La sorcière de M. Nast
— Je ne le pensais pas, dit Savannah lorsqu’on eut regagné notre chambre, où la lumière fonctionnait à présent. Cette histoire de serviteur. Je disais ça comme ça.
Je l’entendais à peine. Je ne me rappelais pas le trajet jusqu’à la chambre, ni qui nous y avait conduites ou ce que cette personne avait pu dire. Je n’entendais que la voix de Savannah acceptant la proposition de Nast.
— T’es fâchée contre moi, c’est ça ?
— Non, je ne suis pas fâchée. Juste… un peu déboussolée. Ça fait beaucoup de choses à absorber. Je suis désolée de ne pas t’avoir dit plus tôt qu’il affirmait être ton père.
— Tout est allé très vite. Tu voulais d’abord des preuves. Je crois que je comprends.
En réalité, je m’étais tue par peur qu’il se produise ce qui était justement en train d’arriver, que Nast débarque l’air de rien pour lui offrir le monde entier. En omettant de le lui dire, j’avais perdu toute chance de la mettre en garde. Tout ce que je lui dirais à partir de maintenant ferait l’effet de mensonges malvenus, inventés dans un moment d’humeur pour l’attirer de mon côté. Alors même quelle bondissait dans toute la pièce en jacassant, je la sentais m’échapper. Comme l’avait souligné Nast, j’avais eu près d’un an pour faire mes preuves. Pourquoi ne m’en étais-je pas mieux sortie ? Elle avait qualifié le Convent de « nul et débile ». Voilà l’alternative que je lui avais montrée – un monde où les sorcières étaient nulles et débiles.
Je savais que j’aurais mieux fait de me taire, de la laisser constater les choses par elle-même, mais je devais faire appel à toute ma maîtrise pour ne pas la secouer en criant : « Mais qu’est-ce que tu es en train de faire ?! » Au lieu de quoi je m’installai sur le lit avant de déclarer :
— Je suis contente que tu veuilles de ma présence, Savannah, mais tu sais que je ne peux pas faire ça. Je suis la chef du Convent. Je ne peux pas partir comme ça…
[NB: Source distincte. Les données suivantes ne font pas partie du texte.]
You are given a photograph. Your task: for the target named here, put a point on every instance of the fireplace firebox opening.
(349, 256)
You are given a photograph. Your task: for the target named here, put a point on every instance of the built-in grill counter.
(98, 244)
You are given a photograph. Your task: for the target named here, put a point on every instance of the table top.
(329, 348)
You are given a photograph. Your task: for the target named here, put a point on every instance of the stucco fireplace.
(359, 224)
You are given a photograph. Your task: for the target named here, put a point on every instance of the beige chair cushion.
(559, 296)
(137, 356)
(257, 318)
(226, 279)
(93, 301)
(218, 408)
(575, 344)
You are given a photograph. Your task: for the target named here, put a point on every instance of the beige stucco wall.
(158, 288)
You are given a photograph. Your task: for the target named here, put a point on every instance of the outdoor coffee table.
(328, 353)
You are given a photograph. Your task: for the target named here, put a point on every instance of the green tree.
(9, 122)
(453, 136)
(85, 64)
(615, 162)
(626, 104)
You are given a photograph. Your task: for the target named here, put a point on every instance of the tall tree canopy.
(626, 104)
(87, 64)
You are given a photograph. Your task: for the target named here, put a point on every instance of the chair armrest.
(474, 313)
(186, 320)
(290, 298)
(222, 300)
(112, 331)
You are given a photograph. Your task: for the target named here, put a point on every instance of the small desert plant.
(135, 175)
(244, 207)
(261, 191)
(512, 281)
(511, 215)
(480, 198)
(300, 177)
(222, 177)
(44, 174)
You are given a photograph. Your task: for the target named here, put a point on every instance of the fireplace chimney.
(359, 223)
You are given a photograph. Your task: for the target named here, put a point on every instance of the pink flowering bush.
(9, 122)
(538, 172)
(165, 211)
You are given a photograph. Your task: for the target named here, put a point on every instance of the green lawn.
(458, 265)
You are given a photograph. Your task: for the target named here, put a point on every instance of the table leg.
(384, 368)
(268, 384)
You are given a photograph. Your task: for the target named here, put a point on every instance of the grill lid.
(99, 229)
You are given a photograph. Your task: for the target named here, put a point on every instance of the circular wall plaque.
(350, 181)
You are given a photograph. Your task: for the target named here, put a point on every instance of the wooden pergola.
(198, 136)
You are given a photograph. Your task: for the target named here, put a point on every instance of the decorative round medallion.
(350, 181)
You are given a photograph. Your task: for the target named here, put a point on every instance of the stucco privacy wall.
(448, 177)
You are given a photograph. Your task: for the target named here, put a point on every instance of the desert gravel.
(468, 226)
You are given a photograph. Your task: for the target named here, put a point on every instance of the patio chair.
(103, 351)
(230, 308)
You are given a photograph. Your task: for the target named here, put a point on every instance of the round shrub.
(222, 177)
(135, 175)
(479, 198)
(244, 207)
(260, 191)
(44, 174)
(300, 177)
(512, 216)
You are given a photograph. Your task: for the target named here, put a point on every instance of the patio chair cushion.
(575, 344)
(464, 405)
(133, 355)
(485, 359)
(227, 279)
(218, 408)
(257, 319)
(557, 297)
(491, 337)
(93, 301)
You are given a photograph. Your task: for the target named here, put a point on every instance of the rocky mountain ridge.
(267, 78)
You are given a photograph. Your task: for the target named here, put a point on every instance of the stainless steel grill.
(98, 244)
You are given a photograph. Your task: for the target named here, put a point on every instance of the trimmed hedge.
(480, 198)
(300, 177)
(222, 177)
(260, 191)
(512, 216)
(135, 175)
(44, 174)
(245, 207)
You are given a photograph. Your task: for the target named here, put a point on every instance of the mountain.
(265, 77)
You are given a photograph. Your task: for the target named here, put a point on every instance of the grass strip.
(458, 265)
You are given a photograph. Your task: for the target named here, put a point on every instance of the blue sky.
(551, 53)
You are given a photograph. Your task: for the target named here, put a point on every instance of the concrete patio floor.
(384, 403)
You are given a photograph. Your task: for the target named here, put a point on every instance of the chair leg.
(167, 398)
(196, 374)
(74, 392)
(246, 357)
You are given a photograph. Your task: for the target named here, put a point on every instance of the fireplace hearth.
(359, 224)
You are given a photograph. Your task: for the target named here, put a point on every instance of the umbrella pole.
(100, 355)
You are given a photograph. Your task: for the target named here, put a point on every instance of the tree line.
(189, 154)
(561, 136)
— Mais elles t’ont foutue à la porte !
— Oui, elles sont en colère, mais…
— T’as dit que tu resterais avec moi. T’as promis.
— Je sais et je vais le faire, mais…
— En tout cas, j’ai pris ma décision. Je veux rester ici, alors si tu veux m’aider, tu dois rester aussi.
Elle se laissa tomber sur l’autre lit, me tourna le dos et croisa les bras. On resta assises comme ça quelques minutes. À plusieurs reprises, elle se retourna à moitié, comme si elle attendait que je proteste. Comme je n’en faisais rien, elle se tortilla pour me voir.
— Sois pas fâchée, Paige, dit-elle. T’as entendu ce qu’il a dit ? Les meilleurs profs, les meilleurs livres, les meilleurs outils. J’aurai tout ça et je le partagerai avec toi. C’est pas ce que tu voulais ?
Je ne répondis pas.
— Tu t’inquiètes parce que c’est une Cabale, hein ? Je me rappelle bien ce que disait Lucas, mais, heu, peut-être qu’il… que mon… que Nast a raison. Je ne dis pas que Lucas nous a menti, hein, je n’y crois pas. Mais peut-être qu’il se fait des idées. Peut-être qu’il a vraiment vu des sales trucs, des trucs qui n’arrivent pas normalement.
Là encore, je gardai le silence.
— Bon, d’accord, fais comme tu veux. Retourne dans ton petit East Falls débile, dans ta maison toute cramée. Moi, j’y vais pas. Personne ne veut de nous là-bas. Chaque fois que tu marcheras dans la rue, les gens vont te montrer du doigt et dire des trucs. Ben au moins, ils ne diront rien contre moi. Je serai en Californie. Je suis sûre qu’Adam viendra me rendre visite. Il ne sera pas comme ça, lui.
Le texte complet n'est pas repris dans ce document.